I'm willing to RUN debug builds, but for MANY reasons, I'd rather not build them myself. If there was somewhere from which I could download a complete debug build ... I found that the symbols reported by the debugger as nsACString_internal::Replace() and nsACString_internal::ReplaceASCII() appear in the source code with a different class name. They are actually part of class nsTSubstring_CharT declared in http://mxr.mozilla.org/mozilla/source/xpcom/string/public/nsTSubstring.h#347 and defined in http://mxr.mozilla.org/mozilla/source/xpcom/string/src/nsTSubstring.cpp#468 I think it would be a good idea to change all those functions to place an upper bound on the size of the (supposed) text substring they replace. I'd suggest a few megabytes, like 10, or even 32. Just fail if the size is bigger than that. That would probably solve the immediate problem. In fact, I'm thinking of trying that out, just to see.

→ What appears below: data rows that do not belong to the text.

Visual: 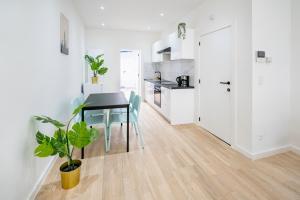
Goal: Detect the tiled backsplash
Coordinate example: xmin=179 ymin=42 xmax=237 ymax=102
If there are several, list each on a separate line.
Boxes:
xmin=144 ymin=60 xmax=195 ymax=85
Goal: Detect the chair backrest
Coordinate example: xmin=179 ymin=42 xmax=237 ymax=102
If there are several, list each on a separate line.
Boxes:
xmin=71 ymin=96 xmax=84 ymax=122
xmin=132 ymin=95 xmax=141 ymax=119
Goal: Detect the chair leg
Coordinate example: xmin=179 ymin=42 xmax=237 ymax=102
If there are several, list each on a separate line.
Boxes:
xmin=104 ymin=125 xmax=108 ymax=152
xmin=106 ymin=125 xmax=111 ymax=152
xmin=133 ymin=123 xmax=144 ymax=149
xmin=132 ymin=122 xmax=140 ymax=135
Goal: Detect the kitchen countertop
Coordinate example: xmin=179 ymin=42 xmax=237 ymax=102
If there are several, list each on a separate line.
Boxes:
xmin=144 ymin=79 xmax=195 ymax=90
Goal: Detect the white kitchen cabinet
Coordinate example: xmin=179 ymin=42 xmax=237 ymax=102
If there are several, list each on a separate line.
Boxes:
xmin=145 ymin=81 xmax=154 ymax=105
xmin=152 ymin=29 xmax=195 ymax=62
xmin=152 ymin=40 xmax=164 ymax=62
xmin=161 ymin=87 xmax=171 ymax=120
xmin=145 ymin=81 xmax=194 ymax=125
xmin=169 ymin=88 xmax=194 ymax=125
xmin=168 ymin=29 xmax=195 ymax=60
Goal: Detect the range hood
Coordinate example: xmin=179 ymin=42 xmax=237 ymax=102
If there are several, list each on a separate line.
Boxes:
xmin=157 ymin=47 xmax=171 ymax=54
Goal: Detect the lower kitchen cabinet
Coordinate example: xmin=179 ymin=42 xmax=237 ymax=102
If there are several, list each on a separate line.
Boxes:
xmin=164 ymin=89 xmax=194 ymax=125
xmin=145 ymin=81 xmax=194 ymax=125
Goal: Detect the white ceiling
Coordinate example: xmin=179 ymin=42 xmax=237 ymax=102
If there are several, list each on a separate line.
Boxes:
xmin=73 ymin=0 xmax=204 ymax=31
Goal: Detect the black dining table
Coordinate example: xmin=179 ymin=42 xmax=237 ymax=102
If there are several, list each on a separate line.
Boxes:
xmin=81 ymin=92 xmax=129 ymax=159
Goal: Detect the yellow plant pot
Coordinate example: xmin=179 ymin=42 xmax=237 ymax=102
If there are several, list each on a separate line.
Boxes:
xmin=60 ymin=160 xmax=81 ymax=190
xmin=92 ymin=76 xmax=98 ymax=84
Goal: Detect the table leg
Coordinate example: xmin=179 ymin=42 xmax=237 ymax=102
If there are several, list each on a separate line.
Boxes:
xmin=127 ymin=106 xmax=129 ymax=152
xmin=81 ymin=109 xmax=84 ymax=159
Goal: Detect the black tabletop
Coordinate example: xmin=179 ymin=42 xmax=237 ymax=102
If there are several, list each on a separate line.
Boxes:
xmin=84 ymin=92 xmax=129 ymax=110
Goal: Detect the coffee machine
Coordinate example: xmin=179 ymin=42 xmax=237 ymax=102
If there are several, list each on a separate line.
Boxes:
xmin=176 ymin=75 xmax=190 ymax=87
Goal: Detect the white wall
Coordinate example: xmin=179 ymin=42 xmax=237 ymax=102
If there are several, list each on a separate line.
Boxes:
xmin=162 ymin=0 xmax=252 ymax=152
xmin=252 ymin=0 xmax=292 ymax=153
xmin=0 ymin=0 xmax=84 ymax=200
xmin=290 ymin=0 xmax=300 ymax=149
xmin=86 ymin=29 xmax=159 ymax=92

(In reply to comment #11) > They contain library names and function name symbols only for functions in > xpcom_core.dll. If I could download a complete debug build with symbols > (or all the .pdb files) built with MSVC 2005 SP1, I could get better stacks. > > The huge reallocations are due to calls from nsACString_internal::Replace() > and nsACString_internal::ReplaceASCII(). The big malloc call was ? from > nsACString_internal::Replace(). These results are all reproducible. Although knowing that it looks like string replacements/functions may be causing the huge reallocations partially helps, we really need to know where in mail.dll they are coming from, otherwise its a needle in a haystack unless someone finds a reliable way of reproducing it. I know Firefox was meant to be starting to post pdb files for builds, I'm not sure if that's been extended to Thunderbird (and afaik it isn't done for SeaMonkey).
Using assembler debugging, I set a breakpoint in nsStringBuffer::Alloc See http://bonsai.mozilla.org/cvsblame.cgi?file=mozilla/xpcom/string/src/nsSubstring.cpp&rev=1.8#201 It was a conditional breakpoint, stopping when variable "size" was greater than 50 million (50 000 000) decimal. I hit it more than once. Each time, I just made it return NULL. mailnews started successfully, and much more quickly. Now, I ask you, is there really any need to allocate strings larger than 50 Megabytes? (Apprently not, since mailnews worked OK after that). Could we just put code in that function to always fail requests for that much (or more) memory? We can fix all the broken code and achieve Nirvana later. Today I just want a mailnews client that doesn't run out of swap space.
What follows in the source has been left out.